Department of Environment
- Formation: 1989
- Headquarters: Dhaka, Bangladesh
- Region served: Bangladesh
- Official language: Bengali
- Director General: Dr. Md. Kamruzzaman, ndc
- Parent organization: Ministry of Environment, Forest and Climate Change
- Staff: 1,133
- Website: doe.gov.bd

= Department of Environment (Bangladesh) =

Bangladesh governmental department

Department of Environment (পরিবেশ অধিদপ্তর) is a government department responsible for the protection of the environment in Bangladesh and is located in Dhaka, Bangladesh. The department is headed by a director general. It is under the Ministry of Environment, Forest and Climate Change.

==History==

Environmental conservation is one of the most discussed topics internationally. The existence of life on Earth is threatened among other things due to climate change as a result of continuous environmental pollution. For a long time, environmentalists worldwide have tried to get world leaders to focus on these and other pressing environmental issues.
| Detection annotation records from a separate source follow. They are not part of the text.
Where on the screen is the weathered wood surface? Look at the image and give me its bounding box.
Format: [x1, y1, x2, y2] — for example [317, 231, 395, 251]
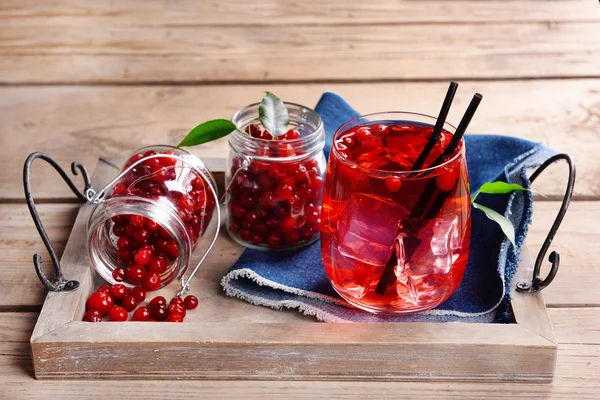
[0, 20, 600, 84]
[0, 202, 600, 310]
[31, 160, 556, 382]
[0, 308, 600, 400]
[0, 79, 600, 200]
[0, 0, 600, 27]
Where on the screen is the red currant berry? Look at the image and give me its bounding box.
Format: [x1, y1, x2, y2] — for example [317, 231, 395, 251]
[108, 306, 127, 322]
[125, 225, 137, 238]
[183, 295, 198, 310]
[112, 268, 125, 282]
[125, 264, 146, 285]
[131, 307, 150, 322]
[150, 305, 167, 321]
[131, 286, 148, 303]
[113, 224, 127, 237]
[146, 219, 160, 233]
[148, 256, 168, 274]
[83, 310, 102, 322]
[273, 183, 294, 201]
[165, 314, 183, 322]
[169, 296, 183, 307]
[110, 283, 127, 302]
[96, 285, 110, 295]
[121, 293, 138, 311]
[267, 233, 281, 247]
[129, 215, 146, 228]
[167, 304, 186, 318]
[148, 296, 167, 307]
[385, 176, 402, 193]
[117, 236, 131, 250]
[134, 248, 152, 265]
[133, 229, 150, 244]
[117, 249, 133, 264]
[142, 272, 161, 292]
[85, 292, 115, 317]
[167, 240, 179, 258]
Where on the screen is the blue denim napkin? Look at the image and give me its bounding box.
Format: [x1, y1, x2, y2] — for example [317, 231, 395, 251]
[221, 93, 556, 323]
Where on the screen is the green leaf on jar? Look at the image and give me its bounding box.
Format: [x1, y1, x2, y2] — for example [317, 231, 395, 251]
[473, 203, 517, 251]
[258, 92, 290, 138]
[177, 119, 237, 147]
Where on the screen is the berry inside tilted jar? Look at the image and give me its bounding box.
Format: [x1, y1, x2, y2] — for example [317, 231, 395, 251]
[227, 103, 326, 250]
[88, 146, 216, 291]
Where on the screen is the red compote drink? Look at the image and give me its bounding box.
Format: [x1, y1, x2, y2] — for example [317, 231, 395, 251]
[227, 103, 326, 250]
[321, 113, 470, 313]
[88, 146, 216, 291]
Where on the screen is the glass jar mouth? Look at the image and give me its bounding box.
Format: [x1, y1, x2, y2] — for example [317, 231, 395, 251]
[229, 102, 325, 161]
[127, 144, 217, 190]
[331, 111, 465, 179]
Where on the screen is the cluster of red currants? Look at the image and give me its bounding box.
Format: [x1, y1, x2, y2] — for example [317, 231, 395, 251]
[83, 283, 198, 322]
[111, 150, 215, 291]
[228, 125, 323, 249]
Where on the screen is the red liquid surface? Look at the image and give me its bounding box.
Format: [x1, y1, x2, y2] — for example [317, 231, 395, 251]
[321, 123, 470, 313]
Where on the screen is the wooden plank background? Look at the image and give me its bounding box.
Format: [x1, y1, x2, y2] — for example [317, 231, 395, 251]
[0, 0, 600, 400]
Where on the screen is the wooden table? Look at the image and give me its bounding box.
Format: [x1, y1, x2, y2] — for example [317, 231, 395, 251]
[0, 0, 600, 399]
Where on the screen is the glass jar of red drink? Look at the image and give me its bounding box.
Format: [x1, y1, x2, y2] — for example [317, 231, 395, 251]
[321, 112, 471, 313]
[88, 146, 217, 290]
[226, 102, 326, 250]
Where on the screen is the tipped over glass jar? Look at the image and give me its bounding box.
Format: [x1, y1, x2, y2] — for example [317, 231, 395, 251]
[226, 102, 326, 251]
[87, 146, 217, 290]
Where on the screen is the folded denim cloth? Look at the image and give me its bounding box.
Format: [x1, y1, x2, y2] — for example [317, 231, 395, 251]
[222, 93, 556, 323]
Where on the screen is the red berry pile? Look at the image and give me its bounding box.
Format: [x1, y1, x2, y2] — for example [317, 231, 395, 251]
[111, 150, 215, 291]
[83, 283, 198, 322]
[228, 125, 323, 249]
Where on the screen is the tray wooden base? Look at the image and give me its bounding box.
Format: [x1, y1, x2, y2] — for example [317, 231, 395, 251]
[31, 156, 557, 382]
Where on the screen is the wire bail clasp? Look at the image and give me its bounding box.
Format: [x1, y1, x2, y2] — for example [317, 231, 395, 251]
[516, 153, 575, 293]
[23, 152, 96, 292]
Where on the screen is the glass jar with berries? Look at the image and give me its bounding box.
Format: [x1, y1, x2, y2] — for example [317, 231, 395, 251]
[226, 98, 326, 250]
[87, 146, 218, 291]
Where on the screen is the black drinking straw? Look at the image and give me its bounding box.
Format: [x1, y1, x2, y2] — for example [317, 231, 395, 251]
[375, 93, 483, 296]
[411, 81, 458, 171]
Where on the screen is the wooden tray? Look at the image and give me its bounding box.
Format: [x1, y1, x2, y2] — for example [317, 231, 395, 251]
[31, 156, 557, 382]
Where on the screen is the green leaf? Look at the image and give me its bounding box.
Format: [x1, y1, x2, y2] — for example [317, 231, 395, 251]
[471, 181, 529, 203]
[473, 203, 517, 251]
[177, 119, 237, 147]
[258, 92, 290, 138]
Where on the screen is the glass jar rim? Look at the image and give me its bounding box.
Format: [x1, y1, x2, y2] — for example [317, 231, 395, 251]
[331, 111, 465, 178]
[228, 101, 325, 162]
[231, 101, 323, 144]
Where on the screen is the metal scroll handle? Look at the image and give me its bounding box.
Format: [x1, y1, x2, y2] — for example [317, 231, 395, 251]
[23, 152, 95, 292]
[517, 153, 575, 293]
One of the first international collective efforts was the 1972 Stockholm Conference on the Human Environment. These efforts were given a new impetus by the Earth Summit in Rio de Janeiro, Brazil in 1992. In addition to being affected by global environmental problems, Bangladesh is also a victim of local and regional problems. Bangladesh faces both natural and man-made environmental problems. The main environmental problems of Bangladesh can be traced to the problems of overpopulation and poverty. These are: deforestation, deteriorating water quality, natural disasters, land degradation, salinity, unplanned urbanization, unplanned sewage, industrial waste disposal, etc.
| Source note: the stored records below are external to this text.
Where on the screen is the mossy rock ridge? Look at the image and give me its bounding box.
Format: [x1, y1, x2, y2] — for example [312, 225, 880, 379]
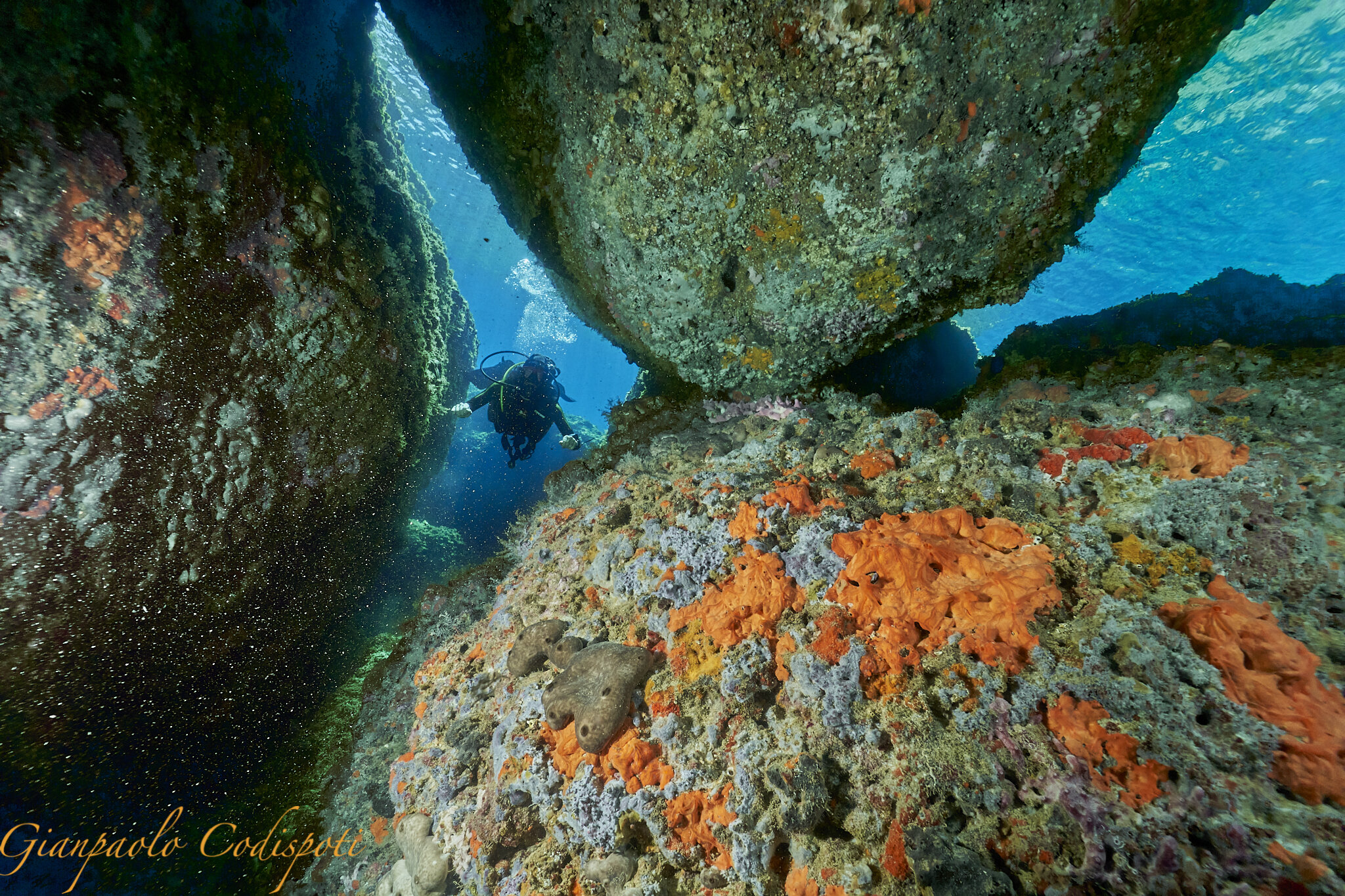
[384, 0, 1246, 396]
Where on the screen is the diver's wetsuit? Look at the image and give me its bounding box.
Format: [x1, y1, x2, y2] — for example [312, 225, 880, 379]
[467, 364, 574, 466]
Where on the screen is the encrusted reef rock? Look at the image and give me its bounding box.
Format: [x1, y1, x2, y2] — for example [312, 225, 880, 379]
[384, 0, 1246, 395]
[368, 338, 1345, 896]
[0, 1, 475, 811]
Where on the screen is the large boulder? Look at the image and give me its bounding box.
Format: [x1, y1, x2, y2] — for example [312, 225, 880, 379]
[384, 0, 1245, 395]
[0, 0, 476, 802]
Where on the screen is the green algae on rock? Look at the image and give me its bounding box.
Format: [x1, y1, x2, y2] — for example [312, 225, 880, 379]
[385, 0, 1244, 395]
[0, 3, 475, 822]
[360, 335, 1345, 896]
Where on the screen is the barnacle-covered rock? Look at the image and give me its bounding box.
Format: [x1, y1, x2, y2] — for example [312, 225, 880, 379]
[542, 643, 653, 752]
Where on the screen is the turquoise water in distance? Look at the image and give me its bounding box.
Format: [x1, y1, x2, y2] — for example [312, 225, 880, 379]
[954, 0, 1345, 354]
[372, 11, 639, 427]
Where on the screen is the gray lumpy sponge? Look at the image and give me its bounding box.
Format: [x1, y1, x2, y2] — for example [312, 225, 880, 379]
[542, 642, 653, 752]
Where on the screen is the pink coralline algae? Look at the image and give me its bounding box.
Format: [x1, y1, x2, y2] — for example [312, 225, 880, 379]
[702, 396, 803, 423]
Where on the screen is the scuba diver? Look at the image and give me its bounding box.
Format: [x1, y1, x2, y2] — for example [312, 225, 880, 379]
[453, 352, 580, 466]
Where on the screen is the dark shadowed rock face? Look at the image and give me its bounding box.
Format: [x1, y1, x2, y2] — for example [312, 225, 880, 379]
[385, 0, 1243, 395]
[0, 3, 475, 800]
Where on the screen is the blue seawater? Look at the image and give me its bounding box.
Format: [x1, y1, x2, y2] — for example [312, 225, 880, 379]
[954, 0, 1345, 354]
[372, 11, 638, 424]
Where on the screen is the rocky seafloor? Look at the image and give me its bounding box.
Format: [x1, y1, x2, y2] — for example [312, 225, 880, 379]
[307, 343, 1345, 896]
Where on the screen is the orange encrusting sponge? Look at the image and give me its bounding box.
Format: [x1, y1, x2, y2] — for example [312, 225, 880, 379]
[1158, 575, 1345, 806]
[827, 508, 1061, 673]
[663, 784, 737, 869]
[1046, 693, 1172, 809]
[669, 544, 807, 650]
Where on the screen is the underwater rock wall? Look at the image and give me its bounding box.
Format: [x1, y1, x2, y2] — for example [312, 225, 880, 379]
[0, 3, 476, 814]
[349, 338, 1345, 896]
[996, 267, 1345, 373]
[382, 0, 1246, 395]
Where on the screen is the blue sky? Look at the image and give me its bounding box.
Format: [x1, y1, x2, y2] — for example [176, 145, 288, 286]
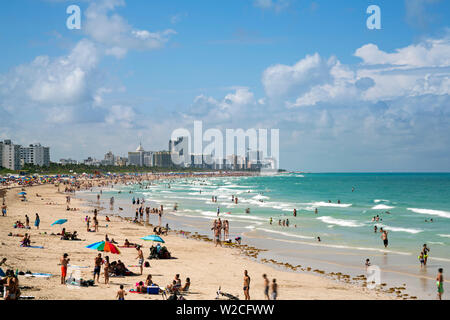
[0, 0, 450, 171]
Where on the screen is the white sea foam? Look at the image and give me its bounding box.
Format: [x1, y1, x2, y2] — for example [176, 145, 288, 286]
[372, 204, 394, 210]
[408, 208, 450, 219]
[256, 228, 315, 239]
[317, 216, 364, 228]
[373, 199, 389, 203]
[380, 224, 423, 234]
[308, 201, 352, 208]
[260, 238, 411, 256]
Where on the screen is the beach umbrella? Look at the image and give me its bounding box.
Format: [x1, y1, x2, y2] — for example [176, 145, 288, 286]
[141, 235, 165, 243]
[86, 241, 120, 254]
[52, 219, 67, 226]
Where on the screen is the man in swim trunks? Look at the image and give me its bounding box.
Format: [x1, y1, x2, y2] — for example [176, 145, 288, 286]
[243, 270, 250, 300]
[94, 253, 103, 283]
[436, 268, 444, 300]
[263, 273, 270, 300]
[136, 246, 144, 275]
[60, 253, 70, 284]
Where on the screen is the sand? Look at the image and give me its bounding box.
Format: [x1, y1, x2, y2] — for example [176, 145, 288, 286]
[0, 185, 393, 300]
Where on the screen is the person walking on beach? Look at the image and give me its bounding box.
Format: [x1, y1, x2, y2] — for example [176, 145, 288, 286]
[60, 253, 70, 284]
[116, 284, 127, 300]
[272, 279, 278, 300]
[103, 256, 110, 284]
[263, 273, 270, 300]
[436, 268, 444, 300]
[34, 213, 41, 230]
[94, 253, 103, 283]
[381, 230, 389, 248]
[422, 243, 431, 266]
[244, 270, 250, 300]
[136, 246, 144, 275]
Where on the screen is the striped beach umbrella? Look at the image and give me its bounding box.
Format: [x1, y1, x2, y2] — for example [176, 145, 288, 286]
[141, 234, 165, 243]
[86, 241, 120, 254]
[52, 219, 67, 226]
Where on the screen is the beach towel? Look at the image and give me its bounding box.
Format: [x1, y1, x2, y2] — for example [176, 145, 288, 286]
[25, 273, 52, 278]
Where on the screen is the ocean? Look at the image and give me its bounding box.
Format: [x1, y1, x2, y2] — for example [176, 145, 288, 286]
[78, 173, 450, 299]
Soon after the Stockholm Conference on Human Environment in 1972, the first environmental activities were undertaken in Bangladesh. As a follow-up step to the Stockholm Conference, after the promulgation of the Water Pollution Control Ordinance in 1973, a project primarily aimed at water pollution control was taken up, funded by the Government of Bangladesh, under the supervision of the Directorate of Public Health and Engineering with 27 staff members. Later in 1977, the Environment Pollution Control Board with 16 members headed by a member of the Planning Commission, and the Environment Pollution Control Cell headed by a Director with 26 staff were established. It was followed by the establishment of the Environment Pollution Control Project in 1977, the establishment of the Pollution Control Department in 1985, and finally, in 1989, it was reorganized as the Department of Environment, whose operations were overseen by a Director General. Along with the head office, this department performs its duties through eight divisional offices in Dhaka, Chittagong, Khulna, Bogra, Barisal, Rangpur, Mymensingh, and Sylhet, and 50 district offices. Recently, the government has set up 21 new district offices at the district level creating 468 new posts. As a result, the manpower of the Department of Environment has increased to 1,133.

Following the United Nations Conference on the Human Environment in Stockholm in 1972, the government of Bangladesh founded the Department of Public Health Engineering and passed the Water Pollution Control Ordinance in 1973. In 1977, the Environment Pollution Control Cell was created with 26 members. In 1989, the Government of Bangladesh created the Department of Environment from the Environment Pollution Control Cell and the Department of Public Health Engineering. The department regulates pollution and can fine polluting industries. Factories and industries need regulatory approval from the department to operate.